The European Union (EU) has called on the government of Bangladesh to foster an enabling environment for civil society to carry out their "work without fear of reprisals".
"Freedom of expression, freedom of association and a vibrant civil society are essential in a democratic society," said EU Spokesperson for Foreign Affairs and Security Policy Nabila Massrali in a statement on Friday (15 September).
The Cyber Tribunal sentenced Adilur Rahman Khan, secretary of NGO Odhikar, and ASM Nasiruddin, director of the organisation, to two years of imprisonment on charges under the Information and Communication Technology Act 2006.
They were subsequently detained in custody, said the spokesperson.

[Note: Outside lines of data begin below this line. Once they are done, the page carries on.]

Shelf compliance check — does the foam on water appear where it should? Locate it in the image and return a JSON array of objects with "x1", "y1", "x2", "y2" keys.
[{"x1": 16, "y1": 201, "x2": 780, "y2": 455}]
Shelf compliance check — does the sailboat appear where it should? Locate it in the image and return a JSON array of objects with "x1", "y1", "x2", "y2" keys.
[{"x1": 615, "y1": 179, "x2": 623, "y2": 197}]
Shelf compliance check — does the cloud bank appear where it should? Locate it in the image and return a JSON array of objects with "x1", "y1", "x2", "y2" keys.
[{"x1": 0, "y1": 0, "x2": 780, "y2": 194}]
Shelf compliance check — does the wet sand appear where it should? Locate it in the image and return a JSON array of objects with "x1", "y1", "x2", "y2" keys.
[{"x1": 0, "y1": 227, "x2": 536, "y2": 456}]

The EU has followed the Odhikar case closely and has repeatedly raised with the Bangladeshi authorities the need for due process for Odhikar's leadership, according to the EU statement.
The EU has also expressed its concern about the deregistration of Odhikar, which has made it excessively difficult for the organisation to function.
Earlier, on Thursday, the government of Bangladesh said it is appalled by what it called the favouritism, reflected in the European Parliament's resolution, to Odhikar, which in turn it called "a non-compliant and politically biased entity with proven record of circulating misinformation", and an accomplice of vested quarters that promote terrorism and violent extremism.
It is a fact known to all that Adilur Rahman Khan was appointed deputy attorney general by BNP-Jamaat government and worked in that capacity for five years from 2001 to 2006, the foreign ministry of Bangladesh said in a statement.
Therefore, 'Odhikar' is not at all a neutral or independent organisation that it tries to claim and is unfortunately believed by some in the international community, it said.
The timing and language of the joint motion, tabled by some political groups in the European Parliament, for making judgemental comments over sub-judice matters and a court verdict on two 'Odhikar' officials delivered on Thursday in Dhaka is reflective of their intention of interfering into the independent judiciary of a sovereign state, it added.